Why does A.C.E. encourage weekly field trips? A.C.E.’s self-instructional curriculum incorporates rewards as motivation for students’ learning. While most adults earn money as a tangible reward for their work, school children may not be able to appreciate the intangible reward of their learning (an education) until it is far too late for them to take advantage of this opportunity. Students who are not self-motivated will benefit academically from external motivation, such as the reward of a weekly field trip when they accomplish their goals.

Research and Prepare

Consider the cost, travel time, safety issues, legal concerns, amount of volunteers needed, and appropriateness of each field trip well in advance to avoid surprise cancellations that may disappoint your students. Keep costs low by borrowing supplies from the families whose children attend the school, checking for group and educational discounts, and staying as local as possible. Do not be afraid to split students into smaller groups if some activities have age restrictions.

Build Excitement

Once you have a field trip on the school calendar, take some time to explain to the students where they will go, who they might meet, and what they will do. Perhaps use some visual aids. If any students have been there before, consider asking them to share their experiences. Motivate students to interact by promising rewards for what they have learned on their field trip. 

Follow-Up

After the trip thank students for good behavior. Encourage them to reflect upon the trip and share their thoughts. Perhaps make a special field trip blog where the students can upload pictures, drawings, and comments. Write thank-you notes to everyone who helped and made the trip possible. Encourage the students to personally thank the people they met. Reward students for demonstrating their newfound knowledge.

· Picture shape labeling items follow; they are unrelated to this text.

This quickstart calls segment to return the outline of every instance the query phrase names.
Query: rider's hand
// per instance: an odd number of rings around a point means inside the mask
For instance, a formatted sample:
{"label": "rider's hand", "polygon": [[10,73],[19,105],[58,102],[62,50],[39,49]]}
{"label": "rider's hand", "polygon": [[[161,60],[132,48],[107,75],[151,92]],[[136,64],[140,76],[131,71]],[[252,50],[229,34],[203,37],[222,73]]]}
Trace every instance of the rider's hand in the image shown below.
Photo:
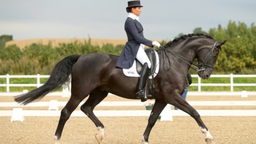
{"label": "rider's hand", "polygon": [[156,46],[157,47],[160,47],[160,46],[161,46],[161,44],[159,42],[156,42],[156,41],[154,41],[152,42],[152,45],[154,45],[154,46]]}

Keep It Fresh with these ideas:

What makes a field trip purposeful?

Connecting Places with their Historical Significance
Do not let your students remain ignorant of local history. Make sure they understand the things that happened in the place you visit and how that impacts them in the present.

Enjoying Creation
Help your students appreciate the beauty of creation to develop greater respect and awe for the Creator.

Experiencing Agriculture and Animal Husbandry
Everything we eat comes from somewhere. Connect the dots for your students and help them to understand our immediate reliance on farmers and indirect but complete reliance on God for survival. God sends rain as a blessing — no rain means no food.

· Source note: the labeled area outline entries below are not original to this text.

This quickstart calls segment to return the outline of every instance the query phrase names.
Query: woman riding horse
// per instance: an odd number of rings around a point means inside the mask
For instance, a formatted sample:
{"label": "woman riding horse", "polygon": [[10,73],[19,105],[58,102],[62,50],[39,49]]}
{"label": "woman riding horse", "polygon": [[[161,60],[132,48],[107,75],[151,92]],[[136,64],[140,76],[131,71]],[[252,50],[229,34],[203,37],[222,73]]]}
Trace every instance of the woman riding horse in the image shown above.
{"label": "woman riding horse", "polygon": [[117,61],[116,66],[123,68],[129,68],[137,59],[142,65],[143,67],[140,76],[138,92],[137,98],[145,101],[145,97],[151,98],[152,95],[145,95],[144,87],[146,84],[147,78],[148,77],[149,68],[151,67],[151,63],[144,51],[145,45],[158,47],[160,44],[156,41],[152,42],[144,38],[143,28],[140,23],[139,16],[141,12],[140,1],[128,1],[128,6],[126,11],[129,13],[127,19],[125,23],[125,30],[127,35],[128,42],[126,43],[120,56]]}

Understanding Culture Through the Arts
All throughout history people have created art (in many forms) to express ideas and feelings. Help your students understand the historical events that influenced the art they experience.

Observing the Government
Help students understand how your government works and how they can be involved and informed as adult citizens.

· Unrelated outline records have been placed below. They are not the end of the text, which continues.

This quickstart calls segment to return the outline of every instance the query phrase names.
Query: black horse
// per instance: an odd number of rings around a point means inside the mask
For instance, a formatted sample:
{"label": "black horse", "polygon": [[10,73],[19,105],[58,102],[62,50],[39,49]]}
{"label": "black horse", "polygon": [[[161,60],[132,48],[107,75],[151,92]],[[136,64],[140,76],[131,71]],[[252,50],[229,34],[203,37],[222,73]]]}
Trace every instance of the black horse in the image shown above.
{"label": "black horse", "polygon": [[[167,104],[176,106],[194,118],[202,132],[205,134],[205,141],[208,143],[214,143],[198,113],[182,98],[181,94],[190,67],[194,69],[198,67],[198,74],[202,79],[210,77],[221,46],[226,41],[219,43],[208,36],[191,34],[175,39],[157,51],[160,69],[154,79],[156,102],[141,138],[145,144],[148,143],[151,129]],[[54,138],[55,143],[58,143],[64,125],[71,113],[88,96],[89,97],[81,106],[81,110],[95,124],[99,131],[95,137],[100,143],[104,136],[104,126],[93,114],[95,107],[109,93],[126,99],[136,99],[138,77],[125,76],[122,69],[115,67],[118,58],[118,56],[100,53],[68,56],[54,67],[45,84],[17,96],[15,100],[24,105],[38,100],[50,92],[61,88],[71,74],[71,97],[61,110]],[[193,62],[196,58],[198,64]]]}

Appreciating Public Servants
They risk their lives every day to serve and protect us. “Greater love hath no man than this, that a man lay down his life for his friends” (John 15:13). Your students can show their appreciation for the sacrifices public servants make to keep us safe. Teach your students how to say “thank-you.”

Learning about Career and Trade Opportunities
Students will learn about many career opportunities as they meet new people. Help your students seek God’s leading for their future.

Building Friendships
Field trips can be fun times for students to grow closer to each other.

Understanding our Environmental Impact
Among the first responsibilities God gave Adam and Eve is His call to stewardship. Get your students thinking about how they can care for God’s creation.

Connecting with the Community
Field trips can be opportunities to reach the community with the Gospel.